Keep these in their writing folder or journal.
The 2nd option, is also a two-pager, but has 6 page strips on one page that children cut apart to make an Itty Bitty pencil keepsake name booklet.
Such as vowels, syllables, counting, comparing, word work, greater & less than, as well as simple addition.
Besides the keepsake booklets, there are also a variety of name-related worksheets.
Such as the three "find your name" worksheets, where teachers write everyone's name on a heart, gum ball, and star.
For another activity students "rainbow write", "stamp" & "cut and glue" their name. I've included a set of letter tiles to make this easy.
To get in a bit of ABC order practice, there's also an "alphabetize your classmates' names" worksheet.
My personal favorite worksheet, is the "I can write my name with a ...." (crayon, pencil, marker, pen, and piece of chalk).
Since apples are a big theme in September, I've also included several apple craftivities.
In the first activity, students find their name then give the apple 3 layers of "skin" to reinforce the fact that apples can be red, yellow & green.
I also made matching apple cards. Glue a student photo on one, and write their name on another to make Memory Match & "I Have; Who Has?" games, as a fun way for students to learn their classmates' names as well.
I do the other apple craftivity after we read Dr.
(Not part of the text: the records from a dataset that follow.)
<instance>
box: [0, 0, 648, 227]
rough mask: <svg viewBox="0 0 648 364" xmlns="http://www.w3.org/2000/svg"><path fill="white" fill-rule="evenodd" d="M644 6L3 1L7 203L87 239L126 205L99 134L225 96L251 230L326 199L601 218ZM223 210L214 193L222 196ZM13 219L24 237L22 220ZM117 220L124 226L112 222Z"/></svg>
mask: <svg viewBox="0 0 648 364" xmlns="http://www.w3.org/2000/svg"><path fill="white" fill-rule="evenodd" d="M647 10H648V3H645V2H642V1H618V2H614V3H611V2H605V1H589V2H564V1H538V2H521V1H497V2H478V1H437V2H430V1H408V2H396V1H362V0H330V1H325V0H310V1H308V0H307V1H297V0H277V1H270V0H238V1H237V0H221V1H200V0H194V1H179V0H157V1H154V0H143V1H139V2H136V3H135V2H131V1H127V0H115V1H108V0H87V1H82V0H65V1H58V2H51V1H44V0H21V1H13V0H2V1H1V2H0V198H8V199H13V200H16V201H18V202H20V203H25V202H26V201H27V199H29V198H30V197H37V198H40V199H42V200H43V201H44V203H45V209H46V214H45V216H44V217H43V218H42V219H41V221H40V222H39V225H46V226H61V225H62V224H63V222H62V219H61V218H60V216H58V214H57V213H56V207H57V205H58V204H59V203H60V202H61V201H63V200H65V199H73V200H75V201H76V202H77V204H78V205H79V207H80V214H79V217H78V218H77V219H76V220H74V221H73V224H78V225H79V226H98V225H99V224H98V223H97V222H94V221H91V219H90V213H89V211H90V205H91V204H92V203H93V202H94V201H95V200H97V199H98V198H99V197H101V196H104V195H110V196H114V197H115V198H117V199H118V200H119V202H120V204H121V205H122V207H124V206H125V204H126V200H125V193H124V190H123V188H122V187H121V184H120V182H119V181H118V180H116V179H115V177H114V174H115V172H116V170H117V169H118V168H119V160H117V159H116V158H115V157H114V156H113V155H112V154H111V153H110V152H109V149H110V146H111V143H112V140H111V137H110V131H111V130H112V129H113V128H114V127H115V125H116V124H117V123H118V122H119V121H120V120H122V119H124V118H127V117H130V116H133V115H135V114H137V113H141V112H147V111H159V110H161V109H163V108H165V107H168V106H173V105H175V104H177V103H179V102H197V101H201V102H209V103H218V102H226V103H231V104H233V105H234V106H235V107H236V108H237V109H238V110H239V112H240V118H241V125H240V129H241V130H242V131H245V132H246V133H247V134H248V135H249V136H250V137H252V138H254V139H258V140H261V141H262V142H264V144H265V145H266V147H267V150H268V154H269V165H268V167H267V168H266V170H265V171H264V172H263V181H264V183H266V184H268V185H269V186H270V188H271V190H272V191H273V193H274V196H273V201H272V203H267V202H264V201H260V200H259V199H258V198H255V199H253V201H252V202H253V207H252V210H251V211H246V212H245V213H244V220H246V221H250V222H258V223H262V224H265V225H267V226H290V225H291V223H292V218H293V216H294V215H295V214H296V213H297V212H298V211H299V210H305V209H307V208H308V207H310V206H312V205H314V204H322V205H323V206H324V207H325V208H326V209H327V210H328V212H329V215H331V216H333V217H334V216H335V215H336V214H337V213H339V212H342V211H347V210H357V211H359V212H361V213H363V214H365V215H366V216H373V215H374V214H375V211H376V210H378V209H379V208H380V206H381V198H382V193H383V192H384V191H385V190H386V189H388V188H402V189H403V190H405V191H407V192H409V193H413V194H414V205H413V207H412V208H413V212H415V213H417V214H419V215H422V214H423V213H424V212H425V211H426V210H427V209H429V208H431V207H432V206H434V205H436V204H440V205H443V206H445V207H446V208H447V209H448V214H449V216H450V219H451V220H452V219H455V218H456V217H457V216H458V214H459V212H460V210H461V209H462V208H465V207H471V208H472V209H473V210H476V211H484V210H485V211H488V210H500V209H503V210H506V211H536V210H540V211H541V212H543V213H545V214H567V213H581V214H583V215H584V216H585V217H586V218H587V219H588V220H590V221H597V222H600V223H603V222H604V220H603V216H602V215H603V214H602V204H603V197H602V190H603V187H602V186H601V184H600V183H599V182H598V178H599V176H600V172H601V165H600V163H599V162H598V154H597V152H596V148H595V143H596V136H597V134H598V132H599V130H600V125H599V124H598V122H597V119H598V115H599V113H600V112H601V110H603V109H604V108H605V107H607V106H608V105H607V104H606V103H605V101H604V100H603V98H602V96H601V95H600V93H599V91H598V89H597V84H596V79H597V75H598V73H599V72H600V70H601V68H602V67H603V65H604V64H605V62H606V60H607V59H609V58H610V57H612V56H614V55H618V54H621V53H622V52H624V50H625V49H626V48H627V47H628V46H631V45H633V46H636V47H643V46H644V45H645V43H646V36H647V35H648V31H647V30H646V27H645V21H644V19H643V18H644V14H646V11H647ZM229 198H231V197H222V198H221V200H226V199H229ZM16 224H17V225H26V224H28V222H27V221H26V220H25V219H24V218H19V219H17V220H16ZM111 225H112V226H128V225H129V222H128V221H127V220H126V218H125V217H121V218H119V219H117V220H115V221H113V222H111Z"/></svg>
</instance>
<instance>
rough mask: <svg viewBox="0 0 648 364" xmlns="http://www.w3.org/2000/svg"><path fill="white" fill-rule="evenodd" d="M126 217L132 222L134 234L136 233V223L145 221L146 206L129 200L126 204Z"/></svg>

Seuss's story "10 Apples Up On Top".
Students count how many letters they have in their name, then place that many apples on top of their head, which is either a photograph or self portrait.
The apples spell their name, and show either an AB-AB or ABC-ABC pattern. Older students can cut out the larger apple pattern, while younger kiddos cut squares & color them.
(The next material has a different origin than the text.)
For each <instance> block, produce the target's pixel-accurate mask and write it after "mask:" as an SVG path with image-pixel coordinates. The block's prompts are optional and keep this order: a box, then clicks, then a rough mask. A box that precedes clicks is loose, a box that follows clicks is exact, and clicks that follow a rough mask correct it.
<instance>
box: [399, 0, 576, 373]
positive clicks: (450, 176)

Children share their creations with the class, then color in the appropriate number box on the "How many letters in your name?" apple graph.
Completed projects make a sweet fall bulletin board.
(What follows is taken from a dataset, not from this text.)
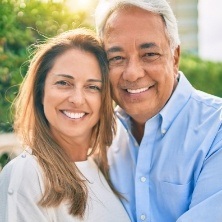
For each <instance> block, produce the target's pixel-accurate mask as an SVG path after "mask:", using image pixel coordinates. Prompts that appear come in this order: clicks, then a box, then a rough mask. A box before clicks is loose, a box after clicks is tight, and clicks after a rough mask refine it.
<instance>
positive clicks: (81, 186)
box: [14, 29, 116, 218]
The "Build your name" activity, where students color the construction bear and glue the letters in their name to the worksheet, as well as the "puzzle name" also make cute bulletin boards too.
Finally, another fun way for your kiddos to learn how to recognize & write their names, is my Spill & Spell game.
I write the letters of each students' name on colored Popsicle sticks & put them in a Snack Baggie. They spill them out & put their name puzzle together.
This simple game reinforces colors & counting too. Children can also pick a partner and compare their names.
I also pass out extra sticks so that everyone has 6; then I call out a shape and students arrange the Popsicle sticks to create whatever shape I ask for. It's a quick, easy & fun way to whole group assess.
Students can also practice making a variety of capital letters with their sticks as well.
This 50-page packet is just $2.95 in my TpT shop. Click on the link to pop on over: Name Activities & Keepsake Monthly Name Booklets.
While you're there, I'd so appreciate it if you'd follow me. I only need 30 more followers to hit 600 then I'll post a celebration FREEBIE. I know it seems silly to get all excited about reaching this goal, but that's just me. Thanks in advance.
Well that's it for today. Mother Nature has decided to pitch a fit, delivering 40 degree temps today.
Brrrrr! I'm so not ready to give up the warmth of summer. Wishing you a snuggly day.
"There is a harmony in autumn, and a luster in its sky, which through the summer is not heard or seen, as if it could not be, as if it had not been!" -Percy Bysshe Shelley.